Kaling led the charge away from Apu partly by performing white maleness well enough to claim its authority, setting her in the trap of the “first.” Pioneers inevitably disappoint: not as radical as their followers, or else they couldn’t have cleared the path. Kaling’s love of feedback — and social media — helps her keep up. Lahiri’s princessy apartment now holds paintings by Maria Qamar, a.k.a. Hatecopy, the Pakistani Canadian artist whose work young brown people know by sight. Self-aware nods written into the script reflect the present and future without totally rewriting the past. “The universe sure does love white men,” Lahiri says in an episode in season five, and after a beat, as if describing someone else, “Who am I kidding? So do I.” In the same season, she frets she’s not Indian enough. As her brother, Rishi, played by Utkarsh Ambudkar (whose hatred of Apu vibrates in the Kondabolu doc), puts it in the “coconut” episode: “You think you’re white, and I think I’m black. We skipped over all that steez.”
It’s easy to confuse Kaling for Lahiri, their evolutions for each other’s, though Kaling’s gone on record asking we don’t. Lahiri’s materialism links to the bling of Kaling’s Instagram account, which carries the wink of her Office-era blog, Things I Bought That I Love. Her mockery in 2014 of the use of the word brave to describe her body echoes Lahiri’s mix of food and skinny jokes, a blend of self-love and deprecation debuted by Kelly Kapoor, Kaling’s character on The Office. I found conflation in the desi women I polled ahead of the finale, between Lahiri and Kaling, flaws and strength. Tanvi Misra, a writer with the Atlantic Media Group, originally from Delhi, wrote to me of feeling a conflict of interest: the show’s clumsiness on matters of race and gender eventually outweighed her pull toward an “imperfect Indian woman in the driver’s seat.” “No one brown girl will ever be able to tell a universal story for all brown girls,” wrote Sujata Day, a screenwriter and actress on Insecure, adding that she feels indebted to Kaling for “paving her own way.” India-born Iva Dixit, who helps run social media at The New Yorker, saw value in a brown woman as “fuck-up” enough to push through misgivings that made her stop around season three (she can quote chunks of script up until then), fuck-up-dom being a luxury typically denied those in America not male and white.
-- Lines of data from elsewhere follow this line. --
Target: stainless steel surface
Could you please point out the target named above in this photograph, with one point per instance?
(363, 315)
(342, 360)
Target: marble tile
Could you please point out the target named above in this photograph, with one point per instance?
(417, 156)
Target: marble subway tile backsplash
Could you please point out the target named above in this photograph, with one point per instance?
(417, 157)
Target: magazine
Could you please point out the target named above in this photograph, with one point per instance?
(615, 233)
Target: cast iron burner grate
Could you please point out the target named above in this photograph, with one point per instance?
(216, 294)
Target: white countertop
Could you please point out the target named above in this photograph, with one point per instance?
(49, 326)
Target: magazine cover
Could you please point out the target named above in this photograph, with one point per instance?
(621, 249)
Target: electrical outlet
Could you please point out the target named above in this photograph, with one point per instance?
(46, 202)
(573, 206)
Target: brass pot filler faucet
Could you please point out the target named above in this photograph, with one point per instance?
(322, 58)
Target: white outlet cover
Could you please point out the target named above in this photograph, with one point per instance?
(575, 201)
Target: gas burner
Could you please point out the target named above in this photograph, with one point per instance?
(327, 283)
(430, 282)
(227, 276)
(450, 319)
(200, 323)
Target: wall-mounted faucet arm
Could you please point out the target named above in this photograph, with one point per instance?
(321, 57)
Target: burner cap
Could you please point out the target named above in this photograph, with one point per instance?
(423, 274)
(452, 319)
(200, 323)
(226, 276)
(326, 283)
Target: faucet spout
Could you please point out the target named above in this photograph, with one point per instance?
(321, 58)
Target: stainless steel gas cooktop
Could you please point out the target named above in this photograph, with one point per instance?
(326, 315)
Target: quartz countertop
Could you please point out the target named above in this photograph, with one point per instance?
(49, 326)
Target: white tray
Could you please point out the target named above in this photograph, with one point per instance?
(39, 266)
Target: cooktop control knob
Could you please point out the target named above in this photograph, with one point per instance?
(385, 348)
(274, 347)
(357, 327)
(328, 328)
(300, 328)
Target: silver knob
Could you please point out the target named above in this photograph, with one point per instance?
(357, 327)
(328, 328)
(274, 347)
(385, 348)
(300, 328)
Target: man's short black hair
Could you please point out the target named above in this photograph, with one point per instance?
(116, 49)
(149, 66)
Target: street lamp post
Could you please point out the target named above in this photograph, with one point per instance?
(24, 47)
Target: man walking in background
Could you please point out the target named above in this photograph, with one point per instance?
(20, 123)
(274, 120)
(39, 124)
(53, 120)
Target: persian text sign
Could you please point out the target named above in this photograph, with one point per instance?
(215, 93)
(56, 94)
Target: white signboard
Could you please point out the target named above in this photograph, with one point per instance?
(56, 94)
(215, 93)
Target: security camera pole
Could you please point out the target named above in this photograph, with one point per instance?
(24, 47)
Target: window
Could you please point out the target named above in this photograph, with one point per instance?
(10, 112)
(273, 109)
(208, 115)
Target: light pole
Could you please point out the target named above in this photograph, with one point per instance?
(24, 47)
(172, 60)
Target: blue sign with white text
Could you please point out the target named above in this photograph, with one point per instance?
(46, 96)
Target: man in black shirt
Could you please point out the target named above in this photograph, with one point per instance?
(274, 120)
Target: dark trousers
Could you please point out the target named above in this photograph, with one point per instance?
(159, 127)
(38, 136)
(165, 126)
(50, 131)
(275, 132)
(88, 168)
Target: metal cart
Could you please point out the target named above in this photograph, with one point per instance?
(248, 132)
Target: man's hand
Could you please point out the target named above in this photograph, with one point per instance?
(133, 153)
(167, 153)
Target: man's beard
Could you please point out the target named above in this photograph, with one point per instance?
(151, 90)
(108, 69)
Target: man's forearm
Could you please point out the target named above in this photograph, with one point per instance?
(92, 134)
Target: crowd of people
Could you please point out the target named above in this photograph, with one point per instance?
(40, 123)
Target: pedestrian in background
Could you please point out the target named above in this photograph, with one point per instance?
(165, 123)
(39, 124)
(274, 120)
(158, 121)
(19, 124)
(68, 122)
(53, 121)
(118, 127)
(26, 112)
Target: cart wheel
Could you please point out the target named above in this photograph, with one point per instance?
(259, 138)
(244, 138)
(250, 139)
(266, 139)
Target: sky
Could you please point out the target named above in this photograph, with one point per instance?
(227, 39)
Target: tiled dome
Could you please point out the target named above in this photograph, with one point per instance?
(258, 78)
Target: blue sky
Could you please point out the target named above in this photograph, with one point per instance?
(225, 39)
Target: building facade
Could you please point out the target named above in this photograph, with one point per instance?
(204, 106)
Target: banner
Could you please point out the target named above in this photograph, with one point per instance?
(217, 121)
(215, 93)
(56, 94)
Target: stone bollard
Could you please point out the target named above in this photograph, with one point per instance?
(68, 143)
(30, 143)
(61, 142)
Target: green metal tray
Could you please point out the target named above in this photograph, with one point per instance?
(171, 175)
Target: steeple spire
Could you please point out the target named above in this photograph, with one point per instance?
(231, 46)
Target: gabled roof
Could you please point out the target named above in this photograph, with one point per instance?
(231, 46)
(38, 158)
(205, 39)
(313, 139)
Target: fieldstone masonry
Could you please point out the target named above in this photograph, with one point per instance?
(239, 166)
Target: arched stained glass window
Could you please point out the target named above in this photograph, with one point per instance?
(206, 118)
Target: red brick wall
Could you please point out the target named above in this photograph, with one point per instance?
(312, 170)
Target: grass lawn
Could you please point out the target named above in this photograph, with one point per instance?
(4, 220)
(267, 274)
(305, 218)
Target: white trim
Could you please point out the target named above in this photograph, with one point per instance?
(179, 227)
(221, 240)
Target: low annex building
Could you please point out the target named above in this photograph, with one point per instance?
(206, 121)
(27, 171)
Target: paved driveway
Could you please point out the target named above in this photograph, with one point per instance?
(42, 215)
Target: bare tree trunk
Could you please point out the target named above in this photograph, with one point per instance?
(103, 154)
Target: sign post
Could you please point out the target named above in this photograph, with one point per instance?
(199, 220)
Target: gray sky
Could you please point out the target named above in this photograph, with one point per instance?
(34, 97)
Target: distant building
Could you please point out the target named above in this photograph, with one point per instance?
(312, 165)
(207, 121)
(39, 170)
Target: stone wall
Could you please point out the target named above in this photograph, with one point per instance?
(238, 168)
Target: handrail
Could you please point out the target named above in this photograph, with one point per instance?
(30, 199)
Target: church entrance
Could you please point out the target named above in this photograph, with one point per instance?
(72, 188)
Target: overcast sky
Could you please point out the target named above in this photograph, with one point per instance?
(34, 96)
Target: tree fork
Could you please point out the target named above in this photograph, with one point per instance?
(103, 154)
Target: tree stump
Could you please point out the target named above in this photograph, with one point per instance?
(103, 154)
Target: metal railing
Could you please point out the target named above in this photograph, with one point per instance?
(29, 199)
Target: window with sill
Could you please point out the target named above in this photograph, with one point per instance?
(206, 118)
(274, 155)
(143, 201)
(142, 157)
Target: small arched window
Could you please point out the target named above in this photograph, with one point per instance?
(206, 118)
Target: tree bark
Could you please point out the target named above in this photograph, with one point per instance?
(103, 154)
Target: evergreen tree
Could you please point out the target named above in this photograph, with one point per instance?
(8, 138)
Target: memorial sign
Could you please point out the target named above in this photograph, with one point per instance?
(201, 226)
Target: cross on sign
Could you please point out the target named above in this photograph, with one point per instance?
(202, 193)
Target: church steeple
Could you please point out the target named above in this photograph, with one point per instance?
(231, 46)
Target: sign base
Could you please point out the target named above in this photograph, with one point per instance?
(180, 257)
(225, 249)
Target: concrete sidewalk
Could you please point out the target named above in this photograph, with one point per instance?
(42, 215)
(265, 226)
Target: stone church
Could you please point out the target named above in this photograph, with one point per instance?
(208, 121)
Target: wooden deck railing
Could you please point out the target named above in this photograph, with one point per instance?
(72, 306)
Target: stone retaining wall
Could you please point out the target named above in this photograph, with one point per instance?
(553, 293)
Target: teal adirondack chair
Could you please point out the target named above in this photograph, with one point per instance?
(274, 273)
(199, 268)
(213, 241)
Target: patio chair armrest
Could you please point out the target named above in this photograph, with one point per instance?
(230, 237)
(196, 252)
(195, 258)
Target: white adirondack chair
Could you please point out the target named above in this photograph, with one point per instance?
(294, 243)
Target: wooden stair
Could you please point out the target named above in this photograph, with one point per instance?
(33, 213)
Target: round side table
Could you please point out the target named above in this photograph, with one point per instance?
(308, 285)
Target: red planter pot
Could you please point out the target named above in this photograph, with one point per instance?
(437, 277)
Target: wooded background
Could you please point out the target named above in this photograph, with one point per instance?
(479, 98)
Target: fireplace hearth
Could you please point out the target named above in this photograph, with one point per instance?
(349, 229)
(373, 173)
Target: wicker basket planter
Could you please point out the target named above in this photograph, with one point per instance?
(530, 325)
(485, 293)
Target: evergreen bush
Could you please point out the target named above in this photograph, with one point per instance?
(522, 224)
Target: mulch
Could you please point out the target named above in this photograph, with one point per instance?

All while promoting “a fantasy that I’d hitherto seen afforded only to the Jennifer Garners and Carrie Bradshaws of the world,” Dixit wrote.
For me, this is the root of Kaling’s appeal, how she and her fictional self push buttons by wanting the best for themselves. Her otherness matters, in this context. Her position outside the bounds of a classic heroine makes her self-love provocative. I think of Indian girls back home in Texas, at turns scary and dazzling. The ones with full makeup and 4.0s, whose princess act felt part of their drive to succeed, and thus radical, in line with Dixit’s reasoning: to be solipsistic is to expect a lot from the world. To do so when the world offers less than a full plate to you is a political act. There’s something so Indian about Kaling’s ultra-American posturing, so immigrant in her hunger for more. (Though few Indians actually admit to their internalized materialism or racism — that’s her comic’s instinct.) “She reminded me a lot of my cousin,” a childhood friend a few generations below me wrote of Lahiri. This friend also thinks like a white dude — dates them, and works in the sciences, competing with them; she loves the “Mindy Lahiri Is a White Man” episode. The qualities she recalls in her cousin align with my own sense of Lahiri’s “type”: “hilarious and extra and dramatic.” Even Kaling’s “A-student” mentality hums with the rhythm of a South-Asian household. Kaling might agree with the lesson my mom told me, so many times, its bruteness once a sign to me of a lack of imagination, where today I see insight: “If the teacher says the crow is white, you nod.”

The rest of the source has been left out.